Mark draws himself up haughtily. “This mere shepherd,” he says, gesturing at me, “has claimed that there is such a thing as reality. This offends me, for I know with deep and abiding certainty that there is no truth. The concept of ‘truth’ is merely a stratagem for people to impose their own beliefs on others. Every culture has a different ‘truth,’ and no culture’s ‘truth’ is superior to any other. This that I have said holds at all times in all places, and I insist that you agree.”
“Hold on a second,” says Autrey. “If nothing is true, why should I believe you when you say that nothing is true?”
“I didn’t say that nothing is true—” says Mark.
“Yes, you did,” interjects Autrey, “I heard you.”
“—I said that ‘truth’ is an excuse used by some cultures to enforce their beliefs on others. So when you say something is ‘true,’ you mean only that it would be advantageous to your own social group to have it believed.”
“And this that you have said,” I say, “is it true?”
“Absolutely, positively true!” says Mark emphatically. “People create their own realities.”
“Hold on,” says Autrey, sounding puzzled again, “saying that people create their own realities is, logically, a completely separate issue from saying that there is no truth, a state of affairs I cannot even imagine coherently, perhaps because you still have not explained how exactly it is supposed to work—”
“There you go again,” says Mark exasperatedly, “trying to apply your Western concepts of logic, rationality, reason, coherence, and self-consistency.”

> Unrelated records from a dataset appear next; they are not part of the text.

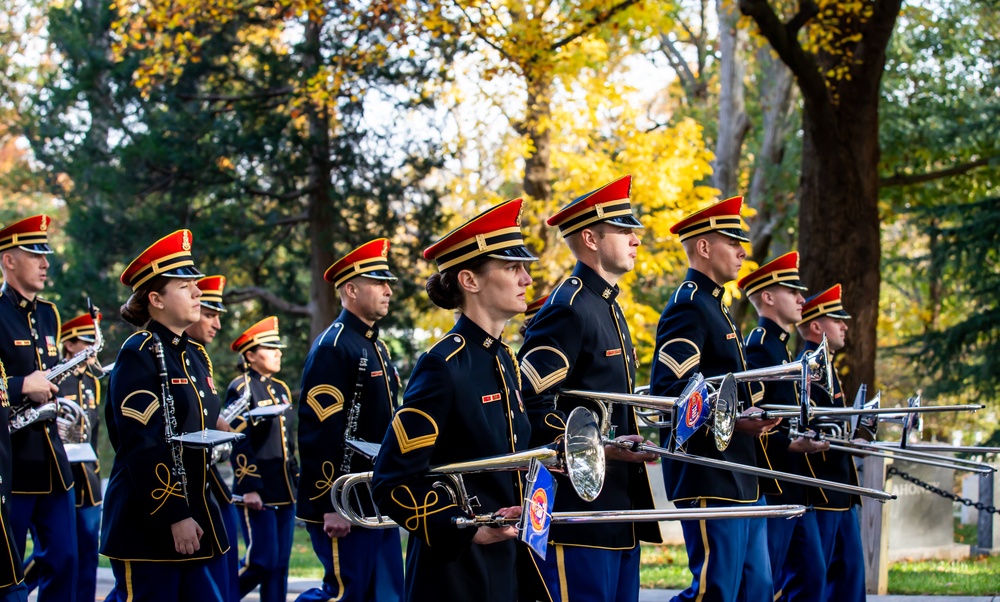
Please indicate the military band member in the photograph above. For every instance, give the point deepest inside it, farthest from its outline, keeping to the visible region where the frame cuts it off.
(580, 340)
(728, 559)
(776, 293)
(264, 464)
(84, 388)
(462, 403)
(12, 588)
(42, 498)
(836, 513)
(358, 563)
(162, 528)
(203, 332)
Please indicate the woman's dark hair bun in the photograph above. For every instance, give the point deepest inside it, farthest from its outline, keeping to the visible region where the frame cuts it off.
(443, 290)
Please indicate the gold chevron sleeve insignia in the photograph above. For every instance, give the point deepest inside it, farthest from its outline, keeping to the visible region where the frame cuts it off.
(683, 348)
(314, 399)
(140, 406)
(420, 423)
(544, 367)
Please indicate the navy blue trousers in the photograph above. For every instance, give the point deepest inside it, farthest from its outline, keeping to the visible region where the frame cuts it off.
(139, 581)
(226, 574)
(366, 565)
(590, 574)
(840, 535)
(52, 520)
(269, 546)
(728, 558)
(803, 573)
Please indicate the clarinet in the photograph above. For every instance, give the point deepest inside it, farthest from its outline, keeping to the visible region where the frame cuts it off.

“Great,” mutters Autrey, “now I need to add a third subject heading, to keep track of this entirely separate and distinct claim—”
“It’s not separate,” says Mark. “Look, you’re taking the wrong attitude by treating my statements as hypotheses, and carefully deriving their consequences. You need to think of them as fully general excuses, which I apply when anyone says something I don’t like. It’s not so much a model of how the universe works, as a Get Out of Jail Free card. The key is to apply the excuse selectively. When I say that there is no such thing as truth, that applies only to your claim that the magic bucket works whether or not I believe in it. It does not apply to my claim that there is no such thing as truth.”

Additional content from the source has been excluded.